Toutefois, il est des sommets que profanerait toute arête de monument, toute saillie de constructions humaines, et l’on ressent une impression de véritable dégoût lorsque d’insolents architectes, payés par des hôteliers sans pudeur, bâtissent d’énormes caravansérails, blocs rectangulaires où sont inscrits les rectangles de mille fenêtres et que surmontent cent cheminées fumantes, en face des glaciers, des montagnes neigeuses, des cascades ou de l’Océan !

L’art se laisse donc enrôler à bien mauvaise école ; toute une tourbe de faiseurs habiles au travail entoure les distributeurs de commandes, barons de la finance, municipalités, préfectures et surtout le ministère des Beaux-Arts, l’Etat « Grand protecteur des Arts » ; au moindre signe, tous se précipitent à l’ouvrage : hôtels, palais et temples, tableaux et aquarelles, statues et bas-reliefs, dessins et eaux-fortes, émaux, camées et bijoux, opéras, opérettes et poèmes, tout ce que les maîtres voudront.

Par dizaines de mille, cartons et toiles, plâtres, marbres et bronzes s’alignent chaque année dans des Expositions d’art, dans des « Salons » qui montrent si bien l’incohérence des œuvres en gestation ; chacune heurte sa voisine par une impression différente, et l’on ne peut les regarder avec attention pendant une heure sans de véritables souffrances. Tout cela n’est que travail servile ; néanmoins, on comprend quelle puissante réserve de force, d’adresse, d’habileté, de ressources pour l’avenir se trouve dans ce chaos.
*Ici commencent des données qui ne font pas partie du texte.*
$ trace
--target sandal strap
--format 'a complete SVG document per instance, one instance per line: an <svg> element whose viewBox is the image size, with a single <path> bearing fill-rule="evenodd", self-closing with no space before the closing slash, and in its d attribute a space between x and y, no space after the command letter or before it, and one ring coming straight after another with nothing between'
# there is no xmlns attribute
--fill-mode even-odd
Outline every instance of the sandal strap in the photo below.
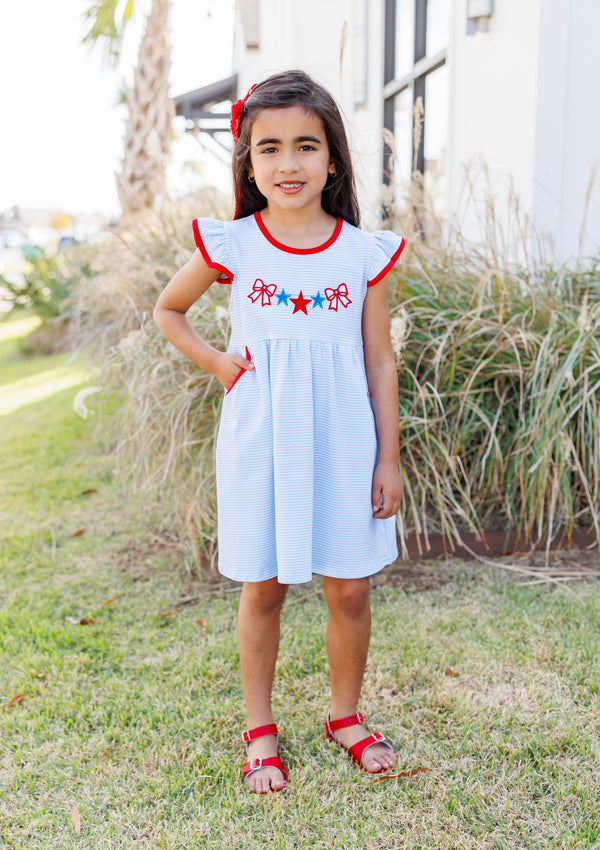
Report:
<svg viewBox="0 0 600 850"><path fill-rule="evenodd" d="M386 747L389 747L393 752L393 747L386 740L385 735L382 735L381 732L373 732L367 738L363 738L362 741L358 741L356 744L352 744L351 747L348 747L348 755L354 759L356 764L363 766L362 757L364 755L365 750L368 750L369 747L372 747L373 744L384 744Z"/></svg>
<svg viewBox="0 0 600 850"><path fill-rule="evenodd" d="M277 735L277 724L269 723L266 726L256 726L254 729L246 729L242 732L242 737L247 744L255 738L262 738L263 735Z"/></svg>
<svg viewBox="0 0 600 850"><path fill-rule="evenodd" d="M263 767L276 767L277 770L281 771L281 775L285 781L288 781L288 773L280 756L270 756L269 758L252 759L251 761L247 761L242 768L244 779L246 779L247 776L250 776L251 773L254 773L255 770L260 770Z"/></svg>
<svg viewBox="0 0 600 850"><path fill-rule="evenodd" d="M344 729L346 726L356 726L365 722L365 718L360 711L356 714L351 714L349 717L342 717L340 720L331 720L327 715L326 726L329 732L335 732L336 729Z"/></svg>

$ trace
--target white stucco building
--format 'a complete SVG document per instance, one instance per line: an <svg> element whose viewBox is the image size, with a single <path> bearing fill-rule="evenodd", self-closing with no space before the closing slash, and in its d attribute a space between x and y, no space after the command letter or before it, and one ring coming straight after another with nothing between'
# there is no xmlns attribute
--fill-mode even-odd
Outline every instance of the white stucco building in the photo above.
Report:
<svg viewBox="0 0 600 850"><path fill-rule="evenodd" d="M477 240L465 173L479 173L483 201L485 164L503 232L512 193L548 253L566 260L600 249L599 33L598 0L239 0L233 76L217 91L239 97L275 71L302 68L342 108L367 227L381 215L383 184L391 179L400 198L416 165L438 212L459 215ZM203 91L190 95L205 109L216 101ZM192 116L193 98L178 100ZM395 137L393 162L383 127Z"/></svg>

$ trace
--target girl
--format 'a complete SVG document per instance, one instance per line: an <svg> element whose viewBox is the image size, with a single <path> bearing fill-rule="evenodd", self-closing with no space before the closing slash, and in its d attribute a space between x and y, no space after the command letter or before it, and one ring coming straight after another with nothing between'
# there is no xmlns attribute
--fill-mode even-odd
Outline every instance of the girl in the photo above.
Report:
<svg viewBox="0 0 600 850"><path fill-rule="evenodd" d="M238 642L248 712L243 778L288 781L271 689L290 583L323 577L331 672L327 737L368 773L394 764L357 712L370 634L369 576L397 557L398 395L387 273L404 247L364 233L331 95L275 74L232 108L233 221L193 222L198 250L158 299L160 330L225 388L217 439L219 570L243 582ZM186 317L231 285L227 352Z"/></svg>

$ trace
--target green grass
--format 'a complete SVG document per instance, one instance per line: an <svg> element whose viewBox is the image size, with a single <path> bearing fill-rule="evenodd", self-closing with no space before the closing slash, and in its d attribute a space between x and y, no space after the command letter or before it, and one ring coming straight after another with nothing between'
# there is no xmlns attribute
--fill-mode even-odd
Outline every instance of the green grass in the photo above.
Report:
<svg viewBox="0 0 600 850"><path fill-rule="evenodd" d="M15 350L0 390L78 368ZM99 417L73 413L76 389L0 417L0 846L598 846L597 584L579 601L457 561L429 591L401 570L374 582L362 708L401 769L428 769L386 781L323 738L326 609L318 582L294 589L274 695L290 786L251 796L238 591L194 579L156 508L123 490Z"/></svg>

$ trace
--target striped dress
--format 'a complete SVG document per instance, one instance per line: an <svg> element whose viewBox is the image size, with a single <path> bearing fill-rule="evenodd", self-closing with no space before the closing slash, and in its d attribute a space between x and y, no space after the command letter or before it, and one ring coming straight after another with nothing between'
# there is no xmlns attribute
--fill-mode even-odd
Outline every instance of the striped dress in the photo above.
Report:
<svg viewBox="0 0 600 850"><path fill-rule="evenodd" d="M395 519L373 519L377 457L361 333L367 286L404 240L338 219L290 248L259 213L197 219L196 245L231 284L228 350L248 357L217 438L219 570L235 581L362 578L397 557Z"/></svg>

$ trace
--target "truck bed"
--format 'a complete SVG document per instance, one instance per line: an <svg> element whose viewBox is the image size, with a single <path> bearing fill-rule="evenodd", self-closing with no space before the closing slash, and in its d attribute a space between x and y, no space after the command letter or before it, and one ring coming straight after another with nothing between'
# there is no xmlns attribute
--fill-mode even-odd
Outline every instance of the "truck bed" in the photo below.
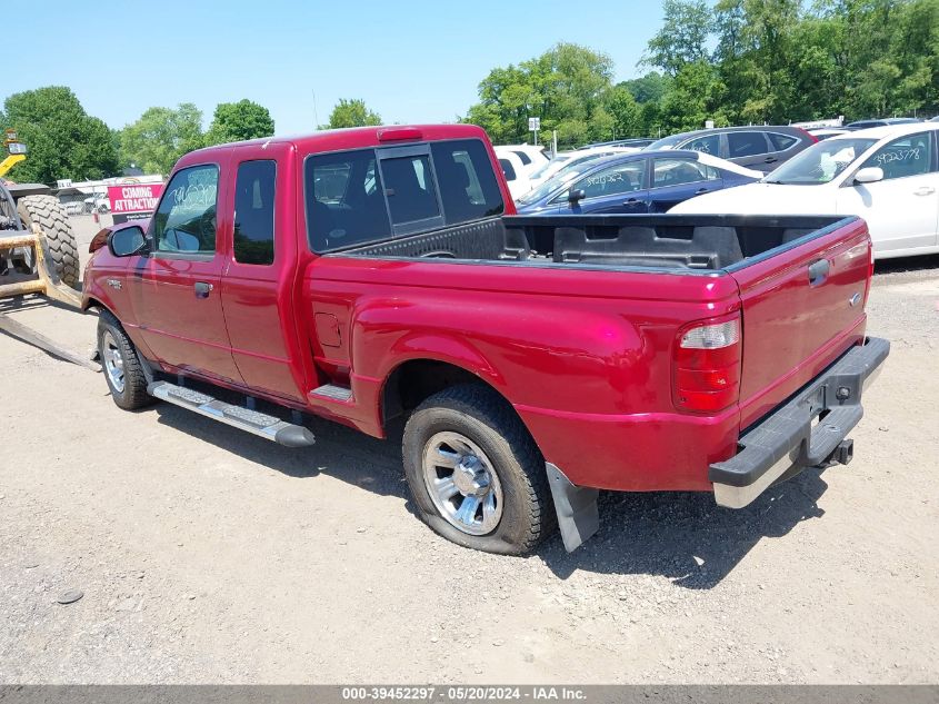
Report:
<svg viewBox="0 0 939 704"><path fill-rule="evenodd" d="M338 256L529 266L733 270L846 220L837 216L508 216L357 247Z"/></svg>

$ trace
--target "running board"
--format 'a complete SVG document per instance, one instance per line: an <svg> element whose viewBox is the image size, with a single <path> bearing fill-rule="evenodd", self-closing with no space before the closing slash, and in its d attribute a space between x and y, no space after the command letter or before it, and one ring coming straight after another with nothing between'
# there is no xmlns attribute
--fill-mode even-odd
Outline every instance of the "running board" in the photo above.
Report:
<svg viewBox="0 0 939 704"><path fill-rule="evenodd" d="M320 398L323 400L331 400L339 404L348 404L352 400L352 389L346 386L336 386L334 384L327 384L310 391L310 398Z"/></svg>
<svg viewBox="0 0 939 704"><path fill-rule="evenodd" d="M147 393L154 398L188 408L200 416L224 423L284 447L309 447L316 443L313 434L301 425L293 425L277 416L227 404L208 394L169 381L152 381L147 386Z"/></svg>

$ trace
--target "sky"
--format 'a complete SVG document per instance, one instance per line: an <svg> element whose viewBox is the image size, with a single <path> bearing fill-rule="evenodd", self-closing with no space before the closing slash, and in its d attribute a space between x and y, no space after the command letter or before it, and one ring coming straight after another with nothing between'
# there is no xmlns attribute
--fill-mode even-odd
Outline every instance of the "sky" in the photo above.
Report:
<svg viewBox="0 0 939 704"><path fill-rule="evenodd" d="M219 102L267 107L278 135L324 123L340 98L384 122L453 121L496 67L559 41L608 53L635 78L661 1L427 2L157 0L19 3L0 100L68 86L112 128L151 106L193 102L208 126ZM8 27L8 30L12 29Z"/></svg>

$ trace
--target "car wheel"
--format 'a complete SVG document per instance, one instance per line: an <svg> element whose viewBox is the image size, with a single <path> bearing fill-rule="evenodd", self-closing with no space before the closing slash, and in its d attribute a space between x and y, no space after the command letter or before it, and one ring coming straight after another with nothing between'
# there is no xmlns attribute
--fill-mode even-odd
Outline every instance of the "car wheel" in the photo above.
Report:
<svg viewBox="0 0 939 704"><path fill-rule="evenodd" d="M421 519L453 543L521 555L553 532L545 460L511 406L485 386L424 400L404 427L403 459Z"/></svg>
<svg viewBox="0 0 939 704"><path fill-rule="evenodd" d="M137 348L108 310L98 317L98 354L111 398L118 406L134 410L156 403L147 393L147 376Z"/></svg>

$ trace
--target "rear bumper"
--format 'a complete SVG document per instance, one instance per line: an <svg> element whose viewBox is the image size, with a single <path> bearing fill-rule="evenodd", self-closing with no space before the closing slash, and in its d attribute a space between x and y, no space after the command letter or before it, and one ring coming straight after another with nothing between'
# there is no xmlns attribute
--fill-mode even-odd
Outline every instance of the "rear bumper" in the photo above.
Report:
<svg viewBox="0 0 939 704"><path fill-rule="evenodd" d="M718 505L742 508L790 469L829 462L861 419L863 391L889 354L889 341L868 338L750 428L733 457L710 466Z"/></svg>

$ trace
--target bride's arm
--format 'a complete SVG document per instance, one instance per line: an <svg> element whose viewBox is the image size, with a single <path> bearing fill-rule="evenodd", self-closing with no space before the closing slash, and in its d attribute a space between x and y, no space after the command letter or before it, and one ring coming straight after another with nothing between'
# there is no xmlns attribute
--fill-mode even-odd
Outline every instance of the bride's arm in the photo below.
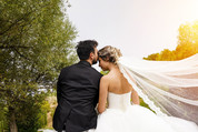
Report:
<svg viewBox="0 0 198 132"><path fill-rule="evenodd" d="M108 78L103 75L100 80L100 92L99 92L99 103L98 112L102 113L106 110L107 94L108 94Z"/></svg>
<svg viewBox="0 0 198 132"><path fill-rule="evenodd" d="M132 99L133 104L139 104L139 95L133 89L132 89L132 92L131 92L131 99Z"/></svg>

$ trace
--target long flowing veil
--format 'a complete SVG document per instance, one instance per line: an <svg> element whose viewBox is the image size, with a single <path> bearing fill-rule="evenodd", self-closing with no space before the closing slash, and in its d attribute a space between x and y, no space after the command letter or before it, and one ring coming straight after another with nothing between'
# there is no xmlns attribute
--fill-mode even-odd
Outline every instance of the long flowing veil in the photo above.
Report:
<svg viewBox="0 0 198 132"><path fill-rule="evenodd" d="M148 61L121 57L120 71L158 115L198 124L198 53L179 61Z"/></svg>

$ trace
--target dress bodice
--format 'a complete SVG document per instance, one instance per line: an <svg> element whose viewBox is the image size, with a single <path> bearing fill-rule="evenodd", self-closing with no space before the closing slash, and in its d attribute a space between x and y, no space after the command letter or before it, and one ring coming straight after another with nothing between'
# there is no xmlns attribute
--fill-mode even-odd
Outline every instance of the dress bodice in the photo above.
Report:
<svg viewBox="0 0 198 132"><path fill-rule="evenodd" d="M130 103L130 94L131 92L123 93L123 94L116 94L112 92L108 93L108 109L118 109L118 110L127 110Z"/></svg>

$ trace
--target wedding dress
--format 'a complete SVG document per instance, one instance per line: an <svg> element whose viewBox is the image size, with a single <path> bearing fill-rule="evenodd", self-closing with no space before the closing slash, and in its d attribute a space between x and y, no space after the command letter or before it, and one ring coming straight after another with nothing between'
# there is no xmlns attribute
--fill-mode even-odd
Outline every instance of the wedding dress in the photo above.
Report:
<svg viewBox="0 0 198 132"><path fill-rule="evenodd" d="M156 115L147 108L131 105L130 94L109 92L108 109L99 114L97 129L88 132L198 132L194 122Z"/></svg>
<svg viewBox="0 0 198 132"><path fill-rule="evenodd" d="M109 92L108 108L89 132L198 132L198 54L180 61L120 58L118 65L155 113L131 104L131 93Z"/></svg>

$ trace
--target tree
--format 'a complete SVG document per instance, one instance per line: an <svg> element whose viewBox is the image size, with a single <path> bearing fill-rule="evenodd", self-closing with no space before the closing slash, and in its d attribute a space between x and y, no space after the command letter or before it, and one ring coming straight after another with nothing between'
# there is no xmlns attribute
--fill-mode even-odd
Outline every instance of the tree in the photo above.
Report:
<svg viewBox="0 0 198 132"><path fill-rule="evenodd" d="M77 59L77 32L63 9L61 0L0 0L0 104L11 132L26 121L22 112L41 104L40 90L53 88L60 69Z"/></svg>
<svg viewBox="0 0 198 132"><path fill-rule="evenodd" d="M198 53L198 21L179 27L178 45L176 50L165 49L160 53L152 53L146 60L172 61L181 60Z"/></svg>

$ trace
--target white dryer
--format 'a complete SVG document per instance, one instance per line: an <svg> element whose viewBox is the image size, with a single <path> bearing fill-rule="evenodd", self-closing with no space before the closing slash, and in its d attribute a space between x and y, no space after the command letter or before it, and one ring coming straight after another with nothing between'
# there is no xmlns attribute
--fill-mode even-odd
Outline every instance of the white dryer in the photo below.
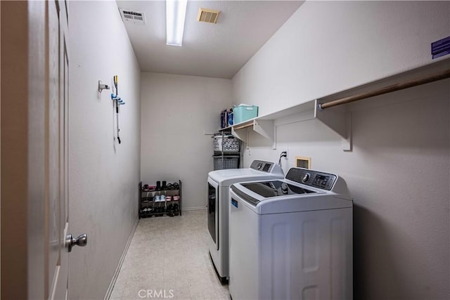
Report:
<svg viewBox="0 0 450 300"><path fill-rule="evenodd" d="M291 168L229 195L234 299L352 299L352 207L336 175Z"/></svg>
<svg viewBox="0 0 450 300"><path fill-rule="evenodd" d="M221 281L229 279L228 199L233 183L284 177L281 168L271 162L254 160L249 169L217 170L208 174L207 224L211 259Z"/></svg>

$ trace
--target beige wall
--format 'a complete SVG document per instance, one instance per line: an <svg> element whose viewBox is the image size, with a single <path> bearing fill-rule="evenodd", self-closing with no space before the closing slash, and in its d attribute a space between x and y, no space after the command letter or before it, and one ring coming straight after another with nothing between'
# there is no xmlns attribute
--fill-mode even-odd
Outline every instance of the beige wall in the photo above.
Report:
<svg viewBox="0 0 450 300"><path fill-rule="evenodd" d="M233 79L233 101L264 114L429 63L449 11L448 1L306 2ZM349 106L352 152L318 120L278 126L277 150L250 134L244 167L288 149L285 169L311 157L313 169L346 180L355 299L448 299L449 84Z"/></svg>
<svg viewBox="0 0 450 300"><path fill-rule="evenodd" d="M69 1L70 298L103 299L138 216L141 71L115 1ZM111 90L119 77L122 143Z"/></svg>
<svg viewBox="0 0 450 300"><path fill-rule="evenodd" d="M181 179L183 209L206 207L211 134L220 127L220 111L231 106L231 81L143 72L141 86L143 182Z"/></svg>
<svg viewBox="0 0 450 300"><path fill-rule="evenodd" d="M1 298L27 290L28 39L26 2L1 6Z"/></svg>

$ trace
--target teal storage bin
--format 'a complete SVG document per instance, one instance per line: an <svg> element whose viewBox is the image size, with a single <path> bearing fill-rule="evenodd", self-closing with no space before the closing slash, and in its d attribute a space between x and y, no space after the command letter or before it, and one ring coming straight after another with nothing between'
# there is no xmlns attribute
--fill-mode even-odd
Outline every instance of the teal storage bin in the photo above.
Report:
<svg viewBox="0 0 450 300"><path fill-rule="evenodd" d="M240 105L233 107L234 124L238 124L257 117L258 117L258 107L257 105Z"/></svg>

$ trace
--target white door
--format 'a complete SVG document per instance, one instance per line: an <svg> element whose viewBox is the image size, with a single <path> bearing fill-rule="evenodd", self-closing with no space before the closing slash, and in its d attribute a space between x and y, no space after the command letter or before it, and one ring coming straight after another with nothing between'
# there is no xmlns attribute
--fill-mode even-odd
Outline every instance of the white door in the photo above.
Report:
<svg viewBox="0 0 450 300"><path fill-rule="evenodd" d="M68 255L72 244L85 245L86 236L70 237L68 219L68 1L46 2L48 104L45 151L48 219L49 299L68 299Z"/></svg>

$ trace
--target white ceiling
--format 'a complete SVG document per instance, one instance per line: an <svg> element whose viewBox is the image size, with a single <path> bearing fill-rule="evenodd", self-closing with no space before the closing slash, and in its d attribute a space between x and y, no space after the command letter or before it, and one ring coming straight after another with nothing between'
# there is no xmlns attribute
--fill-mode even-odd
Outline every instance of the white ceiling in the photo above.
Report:
<svg viewBox="0 0 450 300"><path fill-rule="evenodd" d="M143 12L145 25L124 22L143 72L231 78L302 1L188 0L183 46L166 45L165 1L117 1ZM197 21L199 8L221 11L217 24Z"/></svg>

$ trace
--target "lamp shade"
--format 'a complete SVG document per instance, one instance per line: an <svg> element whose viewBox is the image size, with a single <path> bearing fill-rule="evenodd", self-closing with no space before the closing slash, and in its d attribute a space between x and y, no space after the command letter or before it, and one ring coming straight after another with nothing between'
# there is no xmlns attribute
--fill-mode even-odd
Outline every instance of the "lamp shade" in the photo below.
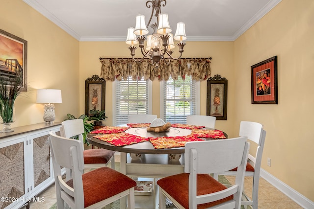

Que l’harmonie ajuste toutes ces volontés, que l’accord se fasse entre tous ces ouvriers pour une besogne commune, digne de la grandeur humaine, et d’incomparables merveilles se dresseront aussitôt sur les ruines de nos baraques et même de nos prétendus palais. Pour voir naître de grandes choses, il suffira de faire appel à ceux desquels on les attend, mais il faut que, d’avance, ils soient placés dans les conditions de liberté personnelle, de fière égalité et de parfaite sérénité à propos du gagne-pain, que nulle préoccupation ne les détourne de poursuivre la beauté, que rien de vulgaire ne puisse sortir de leurs doigts !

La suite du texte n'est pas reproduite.